Professor of Organizational Psychology at the Faculty of Management, Technion – Israel Institute of Technology. Dov Zohar published the original paper on Safety Climate in 1980, which defined the concept and offered a measurement scale that has been translated into more than 15 languages, becoming the standard in this field. Since then, Dov has conducted numerous research and consulting projects in various countries around the globe that have been published in more than 50 scientific and professional journals and books. His recent work focuses on development of industry-specific measurement scales and new strategies for safety leadership development and safety culture improvement. Dov’s work has won the Human Factors & Ergonomics Awards for the Outstanding Scientific Contribution in 1981 and 1982, CDC/NIOSH Best Safety Intervention Awards in 2003 and 2013, and the American Psychological Association Lifetime Achievement Award in 2008. He was also elected as a Fellow of the Society of Industrial and Organizational Psychology.
The talk will describe a strategy for improving worker safety behavior, using two factors that have been scientifically found to have the strongest effect on it, i.e. safety leadership and safety culture. My strategy is cost effective, simple to implement, and scientifically supported.
Safety leadership concerns the application of generic leadership skills in the service of followers’ safety performance. My intervention is based on three influence tactics: (a) setting of daily (behavioral safety) goals whose nature depends on current work assignments (specify do’s and don’ts behaviors); (b) conducting daily monitoring rounds (workarounds) for observing worker job performance and its proximity to safety goals set at the beginning of work; and (c) providing immediate consequences for observed worker behavior (i.e. supportive feedback and recognition for safety compliance, or negative feedback and on-the-spot coaching for observed safety violations).
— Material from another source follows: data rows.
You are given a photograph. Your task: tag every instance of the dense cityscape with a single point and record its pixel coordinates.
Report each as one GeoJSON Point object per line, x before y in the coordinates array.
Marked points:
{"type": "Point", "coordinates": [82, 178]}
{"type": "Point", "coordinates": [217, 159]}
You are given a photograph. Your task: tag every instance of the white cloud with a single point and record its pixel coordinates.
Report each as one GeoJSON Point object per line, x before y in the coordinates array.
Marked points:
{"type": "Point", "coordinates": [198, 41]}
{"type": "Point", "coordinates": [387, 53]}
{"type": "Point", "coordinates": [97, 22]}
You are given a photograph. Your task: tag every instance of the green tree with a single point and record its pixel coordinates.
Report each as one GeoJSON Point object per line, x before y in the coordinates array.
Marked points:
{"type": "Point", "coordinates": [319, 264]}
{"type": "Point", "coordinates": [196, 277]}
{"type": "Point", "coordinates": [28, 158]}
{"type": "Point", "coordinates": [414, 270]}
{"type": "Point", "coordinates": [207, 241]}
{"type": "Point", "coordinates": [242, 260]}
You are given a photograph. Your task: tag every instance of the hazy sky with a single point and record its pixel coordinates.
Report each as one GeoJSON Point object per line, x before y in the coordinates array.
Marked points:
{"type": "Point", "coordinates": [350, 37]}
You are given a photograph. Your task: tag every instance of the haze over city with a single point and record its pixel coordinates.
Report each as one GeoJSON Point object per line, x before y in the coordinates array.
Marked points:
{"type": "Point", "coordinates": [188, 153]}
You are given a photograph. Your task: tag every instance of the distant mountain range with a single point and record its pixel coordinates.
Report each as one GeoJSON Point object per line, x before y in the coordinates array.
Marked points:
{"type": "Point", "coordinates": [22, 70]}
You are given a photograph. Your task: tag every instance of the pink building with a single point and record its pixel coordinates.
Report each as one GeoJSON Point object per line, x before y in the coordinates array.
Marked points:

Safety climate/culture concerns the subjectively perceived priority or importance of acting safely as assessed by workers in each production unit. When workers come to recognize that work safety is no less important than productivity or cost-cutting, they will act accordingly, resulting in higher safety performance. Given the robust scientific support for safety climate as the best predictor of safety behavior, safety climate scores have been widely adopted as a reliable and measurable safety metric. My intervention (a) Uses monthly safety climate surveys, using brief climate scales that take few minutes to complete; (b) Climate surveys are sent to a randomly chosen sample of workers in each production unit; (c) Climate scores will be offered as feedback, allowing production unit managers to compare their scores with the mean score of the other unit managers, as well as with the climate goals they have set for themselves on the previous feedback session. Intervention results: Results of Interventions using this strategy will be presented.